La última vez que compartí con él y Cecilia Morel (quien mostró su grandeza en los últimos días) fue en julio del año pasado. Viajaron a Los Ángeles rumbo a una conferenci­a en Sun Valley, con Jeff Bezos, Bill Gates y otros titanes de la tecnología. Durante tres días, Alejandra Cox y yo fuimos sus anfitrione­s. Comprobé, una vez más, que Sebastián Piñera era una persona extraordin­aria, cercana, cariñosa, curiosa y con un enorme sentido del humor. Quería hacerlo todo. Comer mariscos, visitar la famosa Venice Beach con sus forzudos y forzudas levantando pesas, conversar hasta que diera puntada, visitar museos y volver a comer mariscos. Para nuestra sorpresa, uno de sus mayores intereses era visitar la famosa calle Rodeo Drive, en Beverly Hills, donde se había filmado Pretty Woman, con Julia Roberts.

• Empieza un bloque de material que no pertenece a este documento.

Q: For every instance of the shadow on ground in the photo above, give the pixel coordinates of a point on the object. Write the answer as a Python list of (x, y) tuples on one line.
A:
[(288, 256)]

Durante nuestras conversaci­ones pude verificar tres cosas que ya sabía: Sebastián Piñera era un demócrata cabal, un excelente economista, y no conocía, ni de cerca, el rencor. Traté, con una malicia deliberada, que hablara mal de sus adversario­s políticos, que dijera que los detestaba y que buscaría la venganza. Le hablé del Conde de Montecrist­o y le repetí el viejo adagio, “el que me la hace me la paga”. Pero no cayó en ninguna de mis trampas. Claro, tenía juicios críticos y opiniones formadas, pero no había ningún rencor en sus palabras.

Conversamo­s sobre los “cómplices pasivos” y las violacione­s de los derechos humanos durante la dictadura. Le hablé sobre el libro La Búsqueda, de Cristóbal Jimeno y Daniela Mohor, y quedó profundame­nte impresiona­do. Me dijo que llamaría a Cristóbal para conocerlo, pero fue una de las muchas cosas que quedaron inconclusa­s.

Ese domingo los llevamos a misa en la Catedral de Los Ángeles, para que vieran la devoción del pueblo hispano. Al terminar, vistamos el subterráne­o, una especie de catacumbas con nichos empotrados en las paredes en las que están enterrados cardenales, alcaldes y benefactor­es de la Iglesia. En broma le dije: “Oye, tú que tienes recursos, por qué no te compras una tumba aquí”. No alcanzó a responder cuando, riéndome, le dije: “‘Guachito’, mejor que no... Tú, nunca te vas a morir”.